A new mural in Wolseley is tackling the community’s graffiti problem with a hand-painted historical record.
Painted by Manitoban artist Sarah Collard, the mural appears on the north wall of The Nook Diner on Sherbrook Street and tells the story of the building’s 60-plus year history.
“We were looking for a way to deal with the graffiti we were getting on that wall,” says Athina Parasidis, co-owner of The Nook.
“We had just put a lot of work into that wall so the idea for a mural came up.”
Collard developed her art while living in the Swan River Valley. This is the third mural she has painted this summer in Winnipeg and the 14th mural that she has painted in the city, she said.
She was approached to paint The Nook mural by Take Pride Winnipeg.
“When I designed the mural, I wanted to make it a historical mural and tell the story of the Nook’s history — not only their 25-year-old history but the history of what it used to look like with previous owners and what the buildings around it looked like,” Collard said from her home in Scarborough, Ont.
Before the Parasidis family took ownership of the building in 1986, it was a Salisbury House and before that, it was known as the Queen’s Tea Room. All of the former tenants were incorporated into the mural.
Collard gathered photos and had conversations with the owners of the building to keep the mural as historically accurate as possible.
“Misercordia Health Centre (as it looked in 1937) is in the top right hand corner,” Collard said. “The former owners, the Alba brothers, are on the left hand side.
“Athina’s deceased father is in the long trench coat and several patrons are gathered at the bus stop or around the building. The Parasidis family is seen in the window playing cards, a graphically designed T-shirt is repainted on the wall as a mural inside a mural and the store is painted the same way as it was in the 1950s.”
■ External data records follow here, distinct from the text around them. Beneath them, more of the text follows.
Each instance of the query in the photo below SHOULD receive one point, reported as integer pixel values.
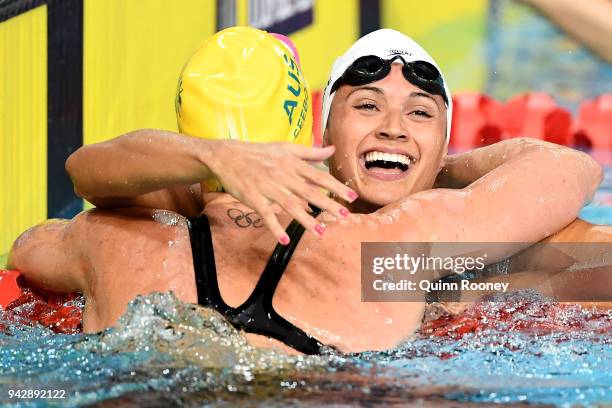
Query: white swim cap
(386, 44)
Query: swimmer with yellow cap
(240, 85)
(244, 84)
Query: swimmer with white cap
(388, 116)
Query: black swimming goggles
(371, 68)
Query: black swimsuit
(256, 315)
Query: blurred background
(74, 72)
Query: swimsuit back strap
(257, 315)
(204, 265)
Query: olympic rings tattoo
(245, 220)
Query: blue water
(599, 211)
(166, 353)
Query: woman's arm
(154, 169)
(530, 190)
(462, 169)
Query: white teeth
(394, 157)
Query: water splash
(510, 349)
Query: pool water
(520, 348)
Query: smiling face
(390, 139)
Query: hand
(266, 175)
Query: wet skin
(112, 256)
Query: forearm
(461, 170)
(588, 21)
(140, 162)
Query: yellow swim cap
(244, 84)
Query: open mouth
(386, 166)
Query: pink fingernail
(319, 228)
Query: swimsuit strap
(204, 265)
(256, 314)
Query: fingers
(316, 197)
(328, 182)
(312, 153)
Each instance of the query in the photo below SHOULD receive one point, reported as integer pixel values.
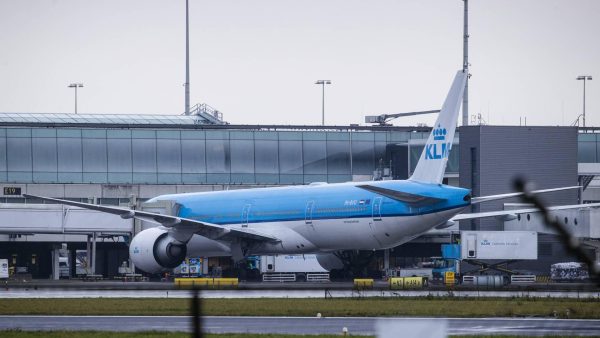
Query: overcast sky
(257, 61)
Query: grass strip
(157, 334)
(339, 307)
(149, 334)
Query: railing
(279, 277)
(207, 112)
(317, 277)
(522, 279)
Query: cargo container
(500, 245)
(283, 268)
(3, 268)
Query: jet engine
(153, 250)
(329, 261)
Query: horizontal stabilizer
(413, 199)
(507, 213)
(178, 224)
(476, 200)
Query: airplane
(318, 218)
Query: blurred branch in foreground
(570, 242)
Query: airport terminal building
(127, 159)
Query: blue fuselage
(315, 202)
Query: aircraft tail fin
(432, 163)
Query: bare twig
(570, 242)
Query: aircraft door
(377, 208)
(472, 246)
(245, 215)
(308, 212)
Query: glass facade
(588, 150)
(160, 156)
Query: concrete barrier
(404, 283)
(207, 283)
(363, 283)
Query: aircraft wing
(179, 224)
(414, 199)
(515, 212)
(476, 200)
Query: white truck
(3, 268)
(291, 268)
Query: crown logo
(439, 133)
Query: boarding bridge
(57, 219)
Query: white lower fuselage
(327, 235)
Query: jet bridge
(56, 219)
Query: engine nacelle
(153, 251)
(329, 261)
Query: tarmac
(300, 325)
(379, 285)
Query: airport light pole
(75, 85)
(187, 59)
(584, 78)
(323, 83)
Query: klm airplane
(318, 218)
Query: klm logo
(438, 150)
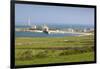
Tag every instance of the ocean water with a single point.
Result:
(37, 34)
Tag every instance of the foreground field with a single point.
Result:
(43, 50)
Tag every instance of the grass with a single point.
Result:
(44, 50)
(61, 59)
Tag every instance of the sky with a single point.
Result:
(41, 14)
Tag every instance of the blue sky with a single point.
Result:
(40, 14)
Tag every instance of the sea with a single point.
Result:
(53, 26)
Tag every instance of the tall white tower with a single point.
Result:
(29, 21)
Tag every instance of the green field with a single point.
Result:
(45, 50)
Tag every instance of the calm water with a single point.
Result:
(36, 34)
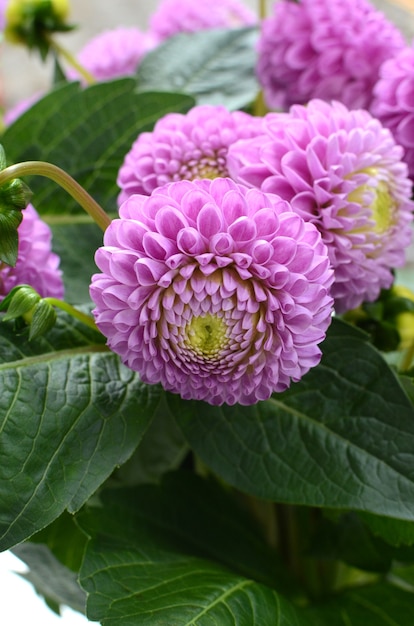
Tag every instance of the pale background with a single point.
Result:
(21, 75)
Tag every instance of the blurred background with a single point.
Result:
(22, 74)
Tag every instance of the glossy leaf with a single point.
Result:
(343, 437)
(69, 414)
(142, 566)
(376, 605)
(86, 132)
(213, 66)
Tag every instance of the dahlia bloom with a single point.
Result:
(186, 16)
(114, 53)
(36, 265)
(218, 292)
(187, 146)
(393, 101)
(342, 171)
(327, 49)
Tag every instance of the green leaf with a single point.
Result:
(69, 414)
(162, 449)
(76, 241)
(343, 437)
(142, 567)
(394, 532)
(376, 605)
(213, 66)
(86, 132)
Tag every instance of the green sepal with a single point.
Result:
(20, 301)
(43, 319)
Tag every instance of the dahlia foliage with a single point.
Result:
(207, 313)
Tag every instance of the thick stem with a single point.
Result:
(72, 61)
(62, 178)
(68, 308)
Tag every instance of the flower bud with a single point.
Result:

The mural, which was completed on Sept. 16, took Collard two weeks to paint. She particularly liked painting the mural because of the large size, the possibility for incorporating detail due to the wall’s texture, and the subject.
“Discovering history and recreating the way it was is fun for me,” Collard said. “It makes the wall more interesting and bases it in fact, yet still allows for creativity. The old with new I suppose.”